Since we got back from China, I’ve been enjoying cooking whatever my little heart desires. No longer am I constrained by what ingredients are available and if I’m willing to pay their exorbitant price! I am free!! If I want to make cookies, I can get chocolate chips, no problem! If I want toast, there will be butter! And if I want meat, by golly, I’m gonna get some without worrying about whether it’s safe to eat!
It’s been great. 🙌
And one day a few weeks ago, I decided I wanted tater tot casserole – a throwback to my childhood. ☺️ The ultimate in comfort food, am I right? Just what every returning expat needs. Buuuut, the tater tot casserole of my childhood was chock-full of cans of cream-of-whatever-soup. Chicken, celery, mushroom, who knows what. And in general, I like to keep my dinners as free of ultra-processed ingredients as I can. Not to say I don’t eat processed food ever, cuz Oreos=life, and you’ll take the ice cream away from my cold, dead body; but the less processed food, the better. I mean, we’ve already got tater tots in this recipe, so we gotta at least pretend to make the sauce healthy-ish right?
So. I looked around instead for a version without condensed soup. And lo and behold, they do exist! Huzzah! It just so happened that the day I made this, Terry’s sister was in town with her two kids, and she was saying it was too bad her husband wasn’t with them because it’s apparently his favorite meal. 😂 Apparently I’m not the only one with fond memories of this casserole from my childhood.
I made a few adjustments to the recipe I found, adding more vegetables to make it a little more hearty, and upping the sauce to accommodate that. It was a home run with everyone in the house, if I do say so myself. So if you’re looking for a tasty, relatively healthy (depending on your definition), not too difficult tater tot casserole recipe, I’ve got you covered.

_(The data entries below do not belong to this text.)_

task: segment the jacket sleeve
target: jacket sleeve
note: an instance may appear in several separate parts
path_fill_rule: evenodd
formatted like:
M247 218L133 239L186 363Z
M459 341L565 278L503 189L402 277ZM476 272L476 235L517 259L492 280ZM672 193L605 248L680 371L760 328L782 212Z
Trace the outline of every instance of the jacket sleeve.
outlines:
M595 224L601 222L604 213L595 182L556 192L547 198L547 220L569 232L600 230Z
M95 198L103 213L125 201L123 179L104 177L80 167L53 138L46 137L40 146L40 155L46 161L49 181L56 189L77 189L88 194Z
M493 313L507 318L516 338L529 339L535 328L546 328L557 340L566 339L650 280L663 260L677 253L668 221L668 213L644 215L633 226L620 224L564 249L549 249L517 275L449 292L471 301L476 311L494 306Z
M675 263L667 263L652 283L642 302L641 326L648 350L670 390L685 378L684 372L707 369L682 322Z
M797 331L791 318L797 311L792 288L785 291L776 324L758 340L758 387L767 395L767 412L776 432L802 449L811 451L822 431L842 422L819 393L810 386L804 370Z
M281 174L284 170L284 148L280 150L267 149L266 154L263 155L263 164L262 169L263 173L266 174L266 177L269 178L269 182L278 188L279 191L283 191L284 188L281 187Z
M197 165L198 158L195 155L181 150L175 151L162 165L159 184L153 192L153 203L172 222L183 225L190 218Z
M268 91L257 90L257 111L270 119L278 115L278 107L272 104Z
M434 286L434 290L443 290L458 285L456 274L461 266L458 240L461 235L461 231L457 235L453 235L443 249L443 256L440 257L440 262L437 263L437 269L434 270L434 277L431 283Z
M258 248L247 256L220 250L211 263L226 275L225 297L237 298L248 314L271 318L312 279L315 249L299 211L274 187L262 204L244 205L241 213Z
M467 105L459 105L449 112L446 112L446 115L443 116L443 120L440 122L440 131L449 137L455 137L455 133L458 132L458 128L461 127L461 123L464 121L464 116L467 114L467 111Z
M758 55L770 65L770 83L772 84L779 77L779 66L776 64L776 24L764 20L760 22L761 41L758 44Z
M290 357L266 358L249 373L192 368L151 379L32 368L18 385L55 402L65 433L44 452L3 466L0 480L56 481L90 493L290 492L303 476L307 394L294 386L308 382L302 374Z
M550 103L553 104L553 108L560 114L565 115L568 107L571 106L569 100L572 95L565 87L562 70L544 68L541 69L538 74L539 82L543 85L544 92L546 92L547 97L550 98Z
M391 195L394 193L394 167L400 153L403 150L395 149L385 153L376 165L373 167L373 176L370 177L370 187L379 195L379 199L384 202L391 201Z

Adapted from Iowa Girl Eats
- 1 lb ground beef
- 4 tablespoons butter
- 1½ cups mushrooms, chopped
- 1½ cups celery, chopped
- 1 shallot, diced
- 2 cloves garlic, minced
- salt and pepper
- ¼ cup flour
- 3 cups broth
- 2 cups milk
- ¼ cup ketchup
- ¼ cup soy sauce
- 2 tablespoons Worcestershire sauce
- ¼ - ½ teaspoon paprika
- 2 lb bag tater tots
- Preheat your oven according to the directions on the tater tot package.
- In a skillet, brown the ground beef over medium-high heat. Drain. Transfer the beef to a plate and return the skillet to the stove.
- Melt the butter over medium heat. Add the celery and cook for 3 minutes.
- Add mushrooms and shallots and cook until mushrooms start to soften, about 3- 5 minutes. Salt and pepper generously.
- Add garlic and cook for one more minute.
- Add the flour and stir for one minute.
- Add the milk and broth slowly, while stirring to avoid lumps. Add the ketchup, soy sauce, Worcestershire sauce, and smoked paprika, stirring to combine.
- Turn the heat up to medium high and bring to a boil, lower heat to medium and simmer until thickened, about 10-15 minutes.
- Add the beef back in and stir to combine. Salt and pepper to taste.
- Pour the beef mixture into an un-greased 9 X 13 pan. Gently top with the tater tots in an even layer, and bake according to the instructions on the tater tot package.
- Let sit for 5 minutes to thicken before serving.